He looks like he'll be an awesome horse! What do you plan to do with him and are you keeping him a stud? Good luck with them all!


----------



## Eliz (Jun 16, 2010)

AnnaLover said:


> I figured! :wink:
> 
> He looks like he'll be an awesome horse! What do you plan to do with him and are you keeping him a stud? Good luck with them all!


I'm getting him gelded; he's a pretty nice little horse (especially for a free one! Lol.) but he's not stud quality. Plus, I don't want to deal with a stallion 

Im hoping he'll grow taller or at least longer so I can get him into western pleasure. If not, I may try some non pro reining and barrel racing since he's so short-backed.


----------



## AnnaLover (Sep 27, 2009)

Good deal  He will be an awesome western horse and it looks like he could go any direction i.e barrels, poles, cow work, etc.


----------



## draftrider (Mar 31, 2010)

dally said:


> sorry if it seems stupid, im trying to familirize with english horse vocab'
> what is molasses?


Molasses- treacle?


----------



## Eliz (Jun 16, 2010)

Oh, dang I thought they meant what it means not what it is in another language  Oops.


----------



## franknbeans (Jun 7, 2007)

How would we know? The post was in english and they are from 'jersey! I know.....I ***......U......ME(D). Silly me. ( and I thought it meant english riding....I was trying to make the connection....uh......duh??????) Perhaps the one glass of wine........lol


----------



## Cat (Jul 26, 2008)

Wow - poor horses. I look forward to seeing their progress!


----------



## Eliz (Jun 16, 2010)

franknbeans said:


> How would we know? The post was in english and they are from 'jersey! I know.....I ***......U......ME(D). Silly me. ( and I thought it meant english riding....I was trying to make the connection....uh......duh??????) Perhaps the one glass of wine........lol


 
Haha you know what assuming does to 'u' and 'me'. 
No typing under the influence.

*Cat:* 
Yeah, thanks. It's a sad situation, really. Or was I suppose.


----------



## draftrider (Mar 31, 2010)

I'm just glad that they are going to be ok!!!


----------



## corinowalk (Apr 26, 2010)

They all look super cute...love the belgian...my last horse before I quit riding was a Bel X TB and she was awesome. 

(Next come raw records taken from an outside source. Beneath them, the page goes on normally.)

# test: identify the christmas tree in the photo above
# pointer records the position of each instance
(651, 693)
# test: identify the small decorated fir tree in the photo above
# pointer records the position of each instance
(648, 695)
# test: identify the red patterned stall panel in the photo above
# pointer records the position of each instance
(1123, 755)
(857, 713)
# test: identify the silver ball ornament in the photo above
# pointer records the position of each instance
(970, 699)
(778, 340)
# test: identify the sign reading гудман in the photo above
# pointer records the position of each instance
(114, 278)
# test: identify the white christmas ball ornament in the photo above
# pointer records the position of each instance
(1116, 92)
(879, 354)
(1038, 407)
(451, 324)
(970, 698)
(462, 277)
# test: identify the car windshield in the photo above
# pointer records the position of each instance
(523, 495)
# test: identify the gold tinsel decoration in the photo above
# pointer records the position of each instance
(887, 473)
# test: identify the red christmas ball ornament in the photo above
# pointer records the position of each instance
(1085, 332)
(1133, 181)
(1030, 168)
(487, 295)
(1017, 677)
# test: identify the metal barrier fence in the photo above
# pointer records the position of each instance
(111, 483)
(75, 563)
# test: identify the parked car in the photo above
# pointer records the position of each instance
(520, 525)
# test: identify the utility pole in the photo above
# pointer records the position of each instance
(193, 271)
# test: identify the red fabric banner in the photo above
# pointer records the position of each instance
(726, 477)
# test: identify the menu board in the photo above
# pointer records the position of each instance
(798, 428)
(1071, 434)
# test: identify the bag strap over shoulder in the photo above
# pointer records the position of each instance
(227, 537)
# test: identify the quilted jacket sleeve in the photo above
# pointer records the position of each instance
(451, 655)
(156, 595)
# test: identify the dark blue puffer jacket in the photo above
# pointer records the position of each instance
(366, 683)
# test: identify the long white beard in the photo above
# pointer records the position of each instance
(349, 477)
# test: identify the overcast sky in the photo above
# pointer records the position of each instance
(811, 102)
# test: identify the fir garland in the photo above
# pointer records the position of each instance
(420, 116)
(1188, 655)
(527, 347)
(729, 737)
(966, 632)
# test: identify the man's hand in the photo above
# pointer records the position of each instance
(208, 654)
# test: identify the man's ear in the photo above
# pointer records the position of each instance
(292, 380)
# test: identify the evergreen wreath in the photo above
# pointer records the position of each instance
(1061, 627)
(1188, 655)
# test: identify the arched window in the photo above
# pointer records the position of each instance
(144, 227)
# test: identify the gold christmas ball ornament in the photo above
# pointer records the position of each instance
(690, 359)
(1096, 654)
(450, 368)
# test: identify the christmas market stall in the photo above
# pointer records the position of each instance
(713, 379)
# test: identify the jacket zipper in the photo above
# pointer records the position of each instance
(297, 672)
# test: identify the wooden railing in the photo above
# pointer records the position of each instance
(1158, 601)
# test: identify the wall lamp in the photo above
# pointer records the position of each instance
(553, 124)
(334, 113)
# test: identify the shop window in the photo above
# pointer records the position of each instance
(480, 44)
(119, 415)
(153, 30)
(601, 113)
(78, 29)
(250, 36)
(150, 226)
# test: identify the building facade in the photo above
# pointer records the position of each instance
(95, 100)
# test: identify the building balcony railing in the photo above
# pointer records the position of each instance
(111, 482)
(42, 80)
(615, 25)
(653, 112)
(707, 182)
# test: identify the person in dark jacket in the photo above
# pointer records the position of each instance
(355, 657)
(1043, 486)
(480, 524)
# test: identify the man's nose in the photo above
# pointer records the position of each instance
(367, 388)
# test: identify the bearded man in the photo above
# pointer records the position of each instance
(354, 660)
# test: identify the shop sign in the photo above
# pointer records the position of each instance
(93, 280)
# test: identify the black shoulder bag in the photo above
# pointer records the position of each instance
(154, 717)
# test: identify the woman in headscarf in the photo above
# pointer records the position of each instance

The paint gelding is a real cutie, love his markings! 

The buckskin is adorable...love her blaze! What a sweet face!

And what a bargain! Some good looking horses that just need groceries...and a farrier. Good luck with them all! Glad they found a nice home!


----------



## Eliz (Jun 16, 2010)

^^
Thanks! I think they have some potential to be pretty nice horses with a little work & attention. The farrier is coming out tuesday and we're getting prices on vets at the moment. I tried working with the colt but he was more interested in the neighbor's mare. Ha.


----------